For now let us start with the majority of our communities, the African communities in the major urban townships and rural villages. The neo-liberal restructuring of the work place has had a direct influence and major impact on the social dynamics in our townships and villages. As in the past, our townships and villages continue to be both sources of and dumping sites for wanted and unwanted labour in the major economic sites of accumulation in our country.

And these continue to be the urban-based industrial companies, the mines and agriculture. Increasingly we have now highly casualised industry (and ‘regionalised’ services and hospitality sectors) drawing labour from these reservoirs.

The fragmentation of the working class, due inter alia to labour brokerage, casualisation, outsourcing and retrenchments, has shaped the social landscape and dynamics in our urban townships and rural villages. Increased unemployment and the growth of the so-called ‘precariat’ provides the crucial link between the restructuring of the workplace and the working class and its political economy in African townships and rural villages. Women constitute an important component of the precariat – a ‘class’, or rather sections of the proletariat living in precarious conditions, surviving on the margins of the mainstream capitalist economy.

The offensive directed at the organised working class in general, and Cosatu in particular, has further weakened the trade union movement in the workplace, with consequent weakening of the presence and weight of the working class in our communities.

There are two principal, deeply interrelated, challenges facing the workplace today. The first is ensuring that legislation against labour brokering is realized on the ground, especially given the resistance by employers to this intervention. The second challenge is that of rebuilding Cosatu. This must include a comprehensive analysis of the challenges facing the trade union movement in general. We are currently faced the growth of regressive and opportunistic tendencies inside the trade union movement, especially Cosatu, in the wake of the neo-liberal restructuring of the workplace, the working class and the trade union movement.

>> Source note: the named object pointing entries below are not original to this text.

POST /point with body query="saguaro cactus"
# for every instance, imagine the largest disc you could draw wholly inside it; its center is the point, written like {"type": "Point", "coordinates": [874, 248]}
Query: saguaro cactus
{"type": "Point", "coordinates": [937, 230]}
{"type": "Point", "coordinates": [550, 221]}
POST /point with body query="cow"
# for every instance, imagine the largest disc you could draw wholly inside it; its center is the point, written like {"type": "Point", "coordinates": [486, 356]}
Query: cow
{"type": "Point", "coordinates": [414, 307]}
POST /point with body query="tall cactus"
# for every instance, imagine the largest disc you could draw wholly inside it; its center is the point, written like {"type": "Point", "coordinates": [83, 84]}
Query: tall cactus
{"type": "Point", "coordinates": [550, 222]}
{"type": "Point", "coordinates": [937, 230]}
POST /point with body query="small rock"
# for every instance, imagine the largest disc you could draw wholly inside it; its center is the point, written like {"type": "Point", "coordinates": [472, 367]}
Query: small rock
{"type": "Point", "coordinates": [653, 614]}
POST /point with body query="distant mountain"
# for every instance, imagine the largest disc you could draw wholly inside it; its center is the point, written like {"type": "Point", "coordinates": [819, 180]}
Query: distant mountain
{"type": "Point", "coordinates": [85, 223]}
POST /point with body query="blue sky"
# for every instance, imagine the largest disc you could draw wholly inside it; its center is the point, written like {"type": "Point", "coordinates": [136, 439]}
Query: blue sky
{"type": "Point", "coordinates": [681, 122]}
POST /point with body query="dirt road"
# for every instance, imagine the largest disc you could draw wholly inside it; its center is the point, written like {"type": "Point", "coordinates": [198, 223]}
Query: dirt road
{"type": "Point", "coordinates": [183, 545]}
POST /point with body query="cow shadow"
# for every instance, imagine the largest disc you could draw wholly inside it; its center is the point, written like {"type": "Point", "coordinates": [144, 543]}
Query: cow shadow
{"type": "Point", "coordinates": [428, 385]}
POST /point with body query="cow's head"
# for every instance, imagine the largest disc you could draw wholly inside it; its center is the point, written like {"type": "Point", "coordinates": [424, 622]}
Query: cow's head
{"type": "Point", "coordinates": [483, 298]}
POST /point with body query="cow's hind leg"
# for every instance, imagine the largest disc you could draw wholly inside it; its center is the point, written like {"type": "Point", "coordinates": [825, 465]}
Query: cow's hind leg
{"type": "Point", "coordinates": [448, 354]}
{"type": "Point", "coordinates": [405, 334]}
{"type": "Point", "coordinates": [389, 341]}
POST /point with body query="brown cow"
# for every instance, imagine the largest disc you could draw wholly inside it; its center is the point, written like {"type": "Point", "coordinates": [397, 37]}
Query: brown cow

Some of these regressive tendencies include populism, the cult of the personality, and confusing trade union independence with an oppositionist stance to the liberation movement and the government it leads. These regressive tendencies also include the identification of government as inherently the enemy of the working class.

This regressive and workerist tendency is also characterised by a very narrow definition of ‘civil society’ as consisting of only overtly political and politicised social organisations and NGOs while abandoning other sectors of ‘civil society’ that play important roles in the lives of working class communities – churches, stokvels, burial societies, township and village women’s groups, co-operatives, music and other entertainment activities’ and cultural groups. Because the latter are seen as not overtly political, they are not regarded as part of a broadly working class “civil society”, despite the fact that they play a crucial role in the daily lives of the workers and poor in our society.

The state of, and struggles in, our communities require the full time and undivided attention of the SACP and our movement as a whole. This is one terrain of struggle that perhaps currently poses a major threat to our revolution, including the potential of this site being used as a key platform to dislodge our movement from power. It is these communities that both the United Front and the EFF are targeting in their attempts to weaken the ANC and capture some of these spaces in the 2016 local government elections.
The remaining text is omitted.